Di samping itu, Durkheim mengulas solidaritas dan angka bunuh diri dalam masyarakat
bersahaja sebagai sifat mekanis karena sifatnya yang spontan, sedangkan pada masyarakat
yang kompleks bersifat organis.

4. Max Weber (1864-1920)


Sosiologi dikatakannya sebagai ilmu yang berusaha memberikan pengertian tentang aksi-
aksi sosial. Max Webber, seorang Jerman, berusaha memberikan pengertian mengenai
perilaku manusia dan sekaligus menelaah sebab-sebab terjadinya interaksi sosial.
Disamping terkenal dengan metode “pengertian” nya (method of uunderstanding). Max
Weber juga terkenal dengan teori ideal typus. Ideal typus merupakan suatu konstruksi
dalam pikiran seorang peneliti yang dapat digunakan sebagai alat untuk menganalisis
gejala-gejala dalam masyarakat. Ajaran-ajaran Max Weber amat menyumbang
perkembangan sosiologi, misalnya analisisnya tentang wewenang, birokrasi, sosiologi
agama, organisasi-organisasi ekonomi, dan seterusnya.

5. Charles Horton Cooley (1864-1929)


Seorang Amerika, yaitu Charles Hortonn Cooley, mengembangkan konsepsi mengenai
hubungan timbal balik dan hubungan yang tidak terpisahkan antara individu dengan
masyarakat. Terlebih dahulu dia mulai dengan perkembangan kehidupan manusia sejak
dia dilahirkan.

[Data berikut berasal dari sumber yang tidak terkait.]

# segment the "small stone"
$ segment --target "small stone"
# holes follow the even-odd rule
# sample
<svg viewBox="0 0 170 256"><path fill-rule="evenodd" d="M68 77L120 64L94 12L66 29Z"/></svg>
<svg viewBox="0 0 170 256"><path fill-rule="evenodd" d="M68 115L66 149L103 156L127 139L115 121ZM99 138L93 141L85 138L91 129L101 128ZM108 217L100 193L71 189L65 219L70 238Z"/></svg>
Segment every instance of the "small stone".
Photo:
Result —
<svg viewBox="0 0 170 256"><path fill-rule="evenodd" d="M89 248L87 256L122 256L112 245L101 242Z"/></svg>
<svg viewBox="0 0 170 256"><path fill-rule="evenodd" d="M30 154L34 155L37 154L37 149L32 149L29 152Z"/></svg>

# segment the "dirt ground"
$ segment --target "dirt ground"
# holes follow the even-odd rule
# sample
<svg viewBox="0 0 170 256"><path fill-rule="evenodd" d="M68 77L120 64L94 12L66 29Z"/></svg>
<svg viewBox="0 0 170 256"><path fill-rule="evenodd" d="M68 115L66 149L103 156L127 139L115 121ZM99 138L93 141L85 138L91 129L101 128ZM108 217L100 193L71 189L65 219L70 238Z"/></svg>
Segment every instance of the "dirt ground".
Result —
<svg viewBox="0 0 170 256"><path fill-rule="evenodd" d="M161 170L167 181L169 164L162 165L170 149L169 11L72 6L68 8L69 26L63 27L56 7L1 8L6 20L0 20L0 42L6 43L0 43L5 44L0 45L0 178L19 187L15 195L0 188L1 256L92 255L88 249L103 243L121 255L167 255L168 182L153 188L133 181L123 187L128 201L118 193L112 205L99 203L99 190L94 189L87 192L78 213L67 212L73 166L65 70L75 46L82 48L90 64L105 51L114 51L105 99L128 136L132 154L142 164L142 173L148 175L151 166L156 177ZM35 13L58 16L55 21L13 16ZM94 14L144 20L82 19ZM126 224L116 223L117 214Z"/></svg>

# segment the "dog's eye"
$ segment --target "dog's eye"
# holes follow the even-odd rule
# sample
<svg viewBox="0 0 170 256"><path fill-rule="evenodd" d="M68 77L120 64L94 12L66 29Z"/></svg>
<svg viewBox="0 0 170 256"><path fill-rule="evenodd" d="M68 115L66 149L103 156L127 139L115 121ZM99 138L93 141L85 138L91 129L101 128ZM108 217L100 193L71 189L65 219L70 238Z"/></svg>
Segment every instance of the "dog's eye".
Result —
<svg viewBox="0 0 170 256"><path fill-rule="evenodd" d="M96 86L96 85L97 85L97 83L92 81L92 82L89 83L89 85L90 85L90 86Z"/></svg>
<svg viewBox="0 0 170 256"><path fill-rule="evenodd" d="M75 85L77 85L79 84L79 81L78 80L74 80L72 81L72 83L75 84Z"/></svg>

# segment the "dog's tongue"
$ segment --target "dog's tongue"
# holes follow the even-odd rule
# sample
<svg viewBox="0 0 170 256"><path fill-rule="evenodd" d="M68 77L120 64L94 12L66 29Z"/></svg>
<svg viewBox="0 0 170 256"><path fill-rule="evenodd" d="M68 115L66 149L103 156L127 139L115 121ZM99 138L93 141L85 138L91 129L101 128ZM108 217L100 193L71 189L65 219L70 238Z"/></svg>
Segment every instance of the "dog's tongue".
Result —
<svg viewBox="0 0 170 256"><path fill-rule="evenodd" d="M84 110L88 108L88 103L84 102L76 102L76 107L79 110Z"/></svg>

Pada waktu manusia berada di bawah dominasi kelompok utama (primary
group), yaitu keluarga kelompok sepermainan dan rukun tetangga. Kelompok utama
ditandai dengan saling kenal antara warga serta kerja sama pribadi yang erat adalah
peleburan individu-individu dalam satu kelompok sehingga tujuan individu juga menjadi
tujuan kelompok.
Coooley dalam mengemukakan teorinya terpengaruh oleh aliran romantik yang
mengidamkan kehidupan bersama, rukun dan damai, sebagaimana dijumpai pada
masyarakat-masyarakat yang masih bersahaja. Dia prihatin melihat masyarakat-
masyarakat modern yang telah goyah norma-normanya sehingga masyarakat-masyarakat
bersahaja merupakan bentuk ideal yang terlalu berlebih-lebihan kesempurnaannya.